Post by Brian Colclough 2009-06-06, 14:10

Council Tax Evaluation Icon14
Alternative meanings - neologisms








Once again, The Washington Post has published the winning submissions
to its yearly neologism contest, in which readers are asked to supply
alternative meanings for common words.

The winners are:

1. Coffee (n.), the person upon whom one coughs.
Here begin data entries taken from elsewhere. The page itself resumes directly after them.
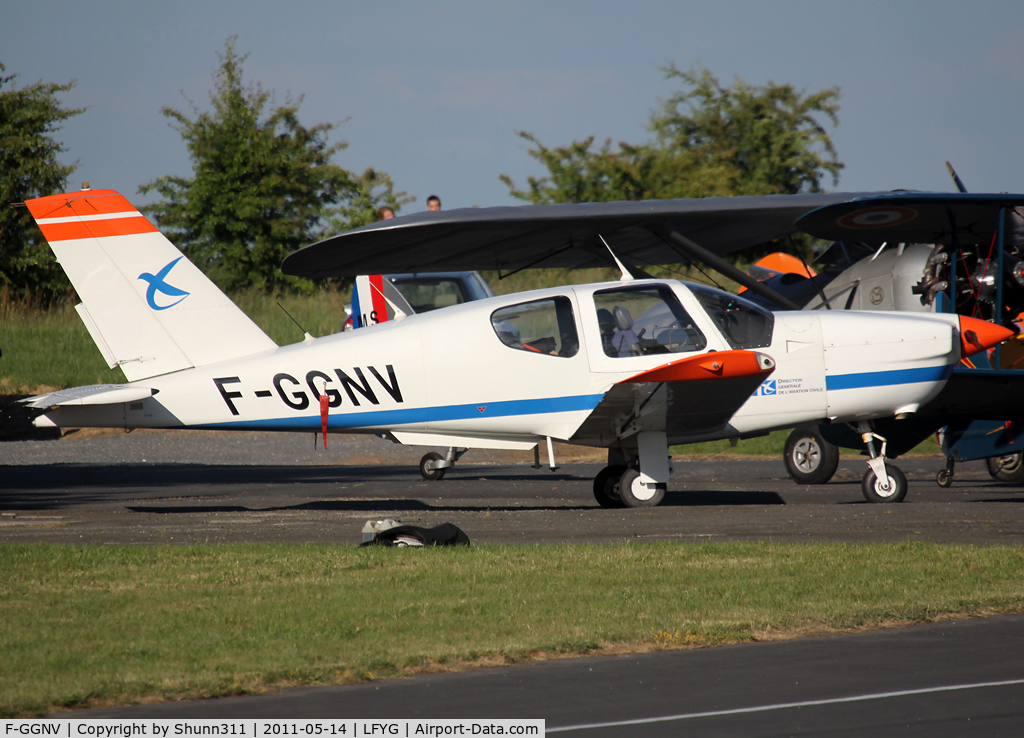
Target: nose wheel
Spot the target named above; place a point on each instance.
(883, 482)
(893, 491)
(617, 486)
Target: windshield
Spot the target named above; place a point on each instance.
(742, 323)
(644, 319)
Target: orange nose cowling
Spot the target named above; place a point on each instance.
(976, 336)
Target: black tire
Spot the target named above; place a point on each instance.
(431, 475)
(809, 458)
(1009, 468)
(897, 482)
(628, 491)
(606, 487)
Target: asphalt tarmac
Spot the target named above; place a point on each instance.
(190, 486)
(943, 679)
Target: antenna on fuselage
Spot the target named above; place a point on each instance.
(627, 276)
(307, 336)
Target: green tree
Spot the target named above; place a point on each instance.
(709, 140)
(263, 185)
(29, 168)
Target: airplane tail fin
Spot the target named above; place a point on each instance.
(148, 309)
(377, 300)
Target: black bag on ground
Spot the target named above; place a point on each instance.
(443, 534)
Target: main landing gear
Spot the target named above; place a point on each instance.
(812, 460)
(433, 465)
(635, 479)
(809, 458)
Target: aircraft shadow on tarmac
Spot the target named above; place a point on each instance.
(389, 505)
(66, 485)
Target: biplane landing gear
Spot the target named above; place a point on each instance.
(883, 482)
(433, 465)
(623, 484)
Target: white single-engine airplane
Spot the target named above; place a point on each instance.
(633, 365)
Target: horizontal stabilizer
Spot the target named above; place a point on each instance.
(463, 441)
(90, 395)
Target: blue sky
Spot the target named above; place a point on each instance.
(433, 93)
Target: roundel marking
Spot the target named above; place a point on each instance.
(877, 217)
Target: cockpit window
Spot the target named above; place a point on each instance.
(645, 319)
(429, 293)
(742, 323)
(545, 327)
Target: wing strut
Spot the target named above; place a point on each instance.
(696, 252)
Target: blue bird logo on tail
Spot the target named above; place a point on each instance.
(157, 284)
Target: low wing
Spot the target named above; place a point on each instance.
(556, 235)
(90, 395)
(911, 218)
(692, 397)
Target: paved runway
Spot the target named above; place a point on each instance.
(943, 679)
(195, 486)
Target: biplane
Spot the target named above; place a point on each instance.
(631, 365)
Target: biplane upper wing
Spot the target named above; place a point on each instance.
(557, 235)
(907, 217)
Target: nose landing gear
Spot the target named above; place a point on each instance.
(623, 484)
(883, 482)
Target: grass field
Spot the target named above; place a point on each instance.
(101, 625)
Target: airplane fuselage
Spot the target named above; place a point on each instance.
(457, 377)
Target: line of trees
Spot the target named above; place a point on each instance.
(263, 184)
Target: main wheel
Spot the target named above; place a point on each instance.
(1009, 468)
(872, 489)
(427, 469)
(606, 486)
(809, 458)
(634, 493)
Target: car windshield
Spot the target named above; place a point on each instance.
(742, 323)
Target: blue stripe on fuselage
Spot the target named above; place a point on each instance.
(884, 379)
(402, 416)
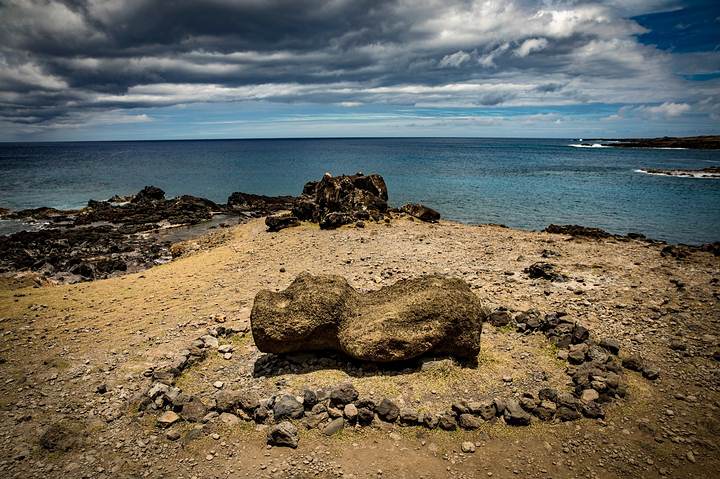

2. Flabbergasted (adj.), appalled over how much weight you have gained.

3 . Abdicate (v.), to give up all hope of ever having a flat stomach.

4. Esplanade (v.), to attempt an explanation while drunk.

5.. Willy-nilly (adj.), impotent.

6. Negligent (adj.), describes a condition in which you absentmindedly answer the door in your nightgown.

7. Lymph (v.), to walk with a lisp.

8. Gargoyle (n.), olive-flavored mouthwash.

9. Flatulence (n.) emergency vehicle that picks you up after you are run over by a steamroller.

10. Balderdash (n.), a rapidly receding hairline ...

11. Testicle (n.), a humorous question on an exam.

12. Rectitude (n.), the formal, dignified bearing adopted by proctologists.

13. Pokemon (n), a Rastafarian proctologist.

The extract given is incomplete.